Predator-prey relationship not a simple equation

By DEBBIE MacKENZIE - Grey Seal Conservation Society (GSCS)

In your March 18 editorial, "Seal hunt foes lose their clout," you wrote that the seal hunt protest movement now seems to be a "fast-fizzling" bust.

This was thought to be "a comment on changing times, including improved methods of harvesting seals and wider recognition for and acceptance of a seal cull."

If only it were so simple, and if only the protest was all that is fizzling.

Media coverage of the seal hunt "debate" fails to include the broad-scale horrendous losses that have affected all sea life. Besides seal hunt protesters having "lost their clout," seals themselves have lost virtually their entire competition in the sea, as sharks and other big fish have disappeared en masse. Seals now swim alone as the sole surviving fish predator/scavengers in Atlantic Canada.

The vital "predatory" ecosystem service provided by seals and others is now much less available than it was decades ago, when their "prey" fish were healthier and far more numerous.

This has occurred despite recent increases in numbers of some types of seals, because seal numbers have not come close to making up for the loss of large predatory fish.

Natural predators work in ways that boost the physical health and growth of their prey. Should fish health start to fizzle, an increase in natural predators would be naturally beneficial.

The health of cod in Canadian waters has recently fallen to an all-time low as cod predators overall have disappeared.

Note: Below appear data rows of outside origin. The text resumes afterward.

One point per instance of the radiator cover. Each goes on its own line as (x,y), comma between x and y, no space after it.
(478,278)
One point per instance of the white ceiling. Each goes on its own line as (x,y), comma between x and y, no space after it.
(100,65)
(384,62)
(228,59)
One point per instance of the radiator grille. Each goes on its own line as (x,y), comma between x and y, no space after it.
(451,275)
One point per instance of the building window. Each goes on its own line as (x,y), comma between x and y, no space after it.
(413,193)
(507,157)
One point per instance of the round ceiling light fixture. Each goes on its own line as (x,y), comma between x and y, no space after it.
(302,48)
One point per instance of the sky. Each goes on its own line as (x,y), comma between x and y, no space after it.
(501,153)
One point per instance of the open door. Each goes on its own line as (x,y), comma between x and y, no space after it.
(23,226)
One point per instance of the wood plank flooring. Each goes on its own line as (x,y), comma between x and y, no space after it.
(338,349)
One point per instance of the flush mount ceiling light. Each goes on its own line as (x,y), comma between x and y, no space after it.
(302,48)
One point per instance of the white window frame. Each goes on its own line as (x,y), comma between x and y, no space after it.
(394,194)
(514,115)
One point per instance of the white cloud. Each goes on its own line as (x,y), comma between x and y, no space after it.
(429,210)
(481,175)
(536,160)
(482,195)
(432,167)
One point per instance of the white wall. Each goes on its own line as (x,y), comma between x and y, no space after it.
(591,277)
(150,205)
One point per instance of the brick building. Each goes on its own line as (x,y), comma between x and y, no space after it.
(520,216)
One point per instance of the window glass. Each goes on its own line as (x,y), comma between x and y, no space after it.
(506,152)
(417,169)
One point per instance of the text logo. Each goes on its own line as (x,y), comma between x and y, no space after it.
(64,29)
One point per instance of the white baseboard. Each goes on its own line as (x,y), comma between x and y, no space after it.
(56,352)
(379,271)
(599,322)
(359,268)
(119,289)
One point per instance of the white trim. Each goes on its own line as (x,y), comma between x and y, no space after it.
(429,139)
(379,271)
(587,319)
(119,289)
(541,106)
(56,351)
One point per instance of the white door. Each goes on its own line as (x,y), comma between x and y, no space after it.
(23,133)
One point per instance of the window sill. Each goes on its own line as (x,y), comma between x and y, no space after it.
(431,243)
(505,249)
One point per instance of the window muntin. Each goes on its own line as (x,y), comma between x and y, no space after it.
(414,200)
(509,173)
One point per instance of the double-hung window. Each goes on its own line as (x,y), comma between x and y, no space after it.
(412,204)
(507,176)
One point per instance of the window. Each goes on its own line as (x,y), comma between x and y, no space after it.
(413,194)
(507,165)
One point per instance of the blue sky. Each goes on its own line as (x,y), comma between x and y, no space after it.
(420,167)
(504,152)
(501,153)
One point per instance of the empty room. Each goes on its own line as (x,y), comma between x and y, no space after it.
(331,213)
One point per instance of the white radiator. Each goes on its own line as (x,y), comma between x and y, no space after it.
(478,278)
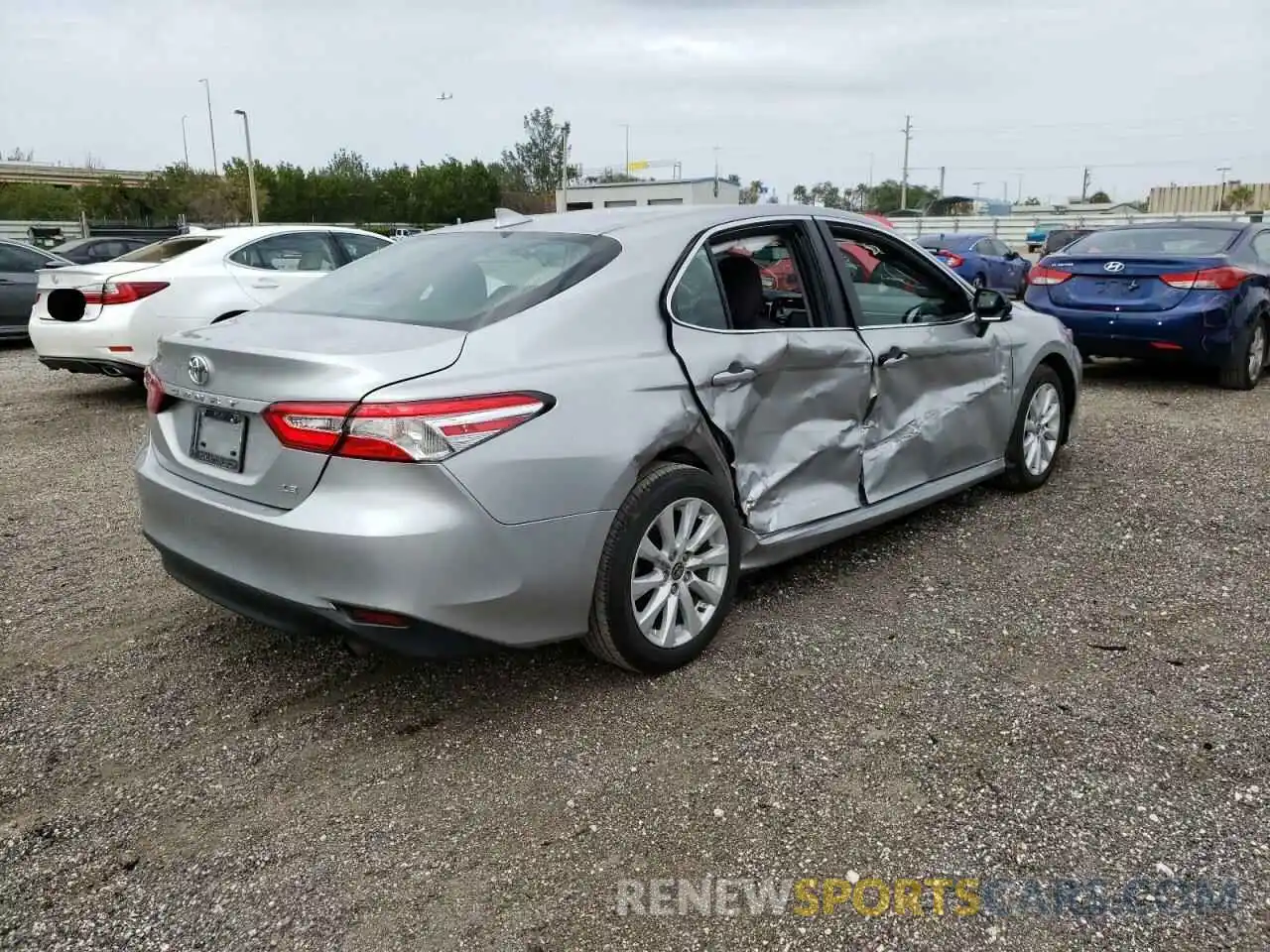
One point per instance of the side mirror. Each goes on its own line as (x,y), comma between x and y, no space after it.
(991,306)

Could the loss of predators somehow be working to stifle fish stock recovery? Might the subtle "mutual support" aspect of the predator-prey relationship really have been that significant?

It certainly seems so. Newfoundland's Grand Bank was long dominated by large cod that preyed heavily on capelin. The simplistic line of "common sense" thinking about ocean predators that now allows "wider recognition for and acceptance of a seal cull," would predict that the bulk removal of the large Newfoundland cod should have resulted in a vastly increased abundance of uneaten capelin. However, what actually happened was the complete reverse: predatory cod disappeared and then the capelin stock, their prey fish, unexpectedly fizzled and collapsed behind them.

A series of developments similar to this has recently "baffled" DFO scientists, but it seems not to have alarmed them to the point where they refuse to condone the decimation of the last surviving natural marine predators, the seals.

Ominous losses known to DFO, but unknown to the "accepting" public, include a decline in resources crucial to the sustenance of fish: zooplankton abundance has fallen, as has the oxygen content of the water.

Part of the beauty of seals as fish predators lies in their ability to quickly transform weak or dying bottom fish into plankton-stimulating materials released in the surface water. As air-breathers, seals perform this vital predator/scavenger role while drawing no oxygen from the water themselves and this represents an important advantage today, especially in the Gulf of St. Lawrence where a large area of stagnant bottom water has become so oxygen-poor that cod can no longer survive there.

The worst thing that could be done, ecologically, in this situation, would be to cause a mass mortality of seals and then to dump their carcasses to rot on bottom, because this would predictably worsen the low-oxygen problem. All bottom life might fizzle.

On Tuesday, the harp seal hunt begins in the Gulf of St. Lawrence. Hundreds of thousands of fish predators will be killed, skinned, and their carcasses dumped to rot. If the public clearly understood what is wrong with this, we might just see a fizzling of the current apathetic acceptance of the seal hunt.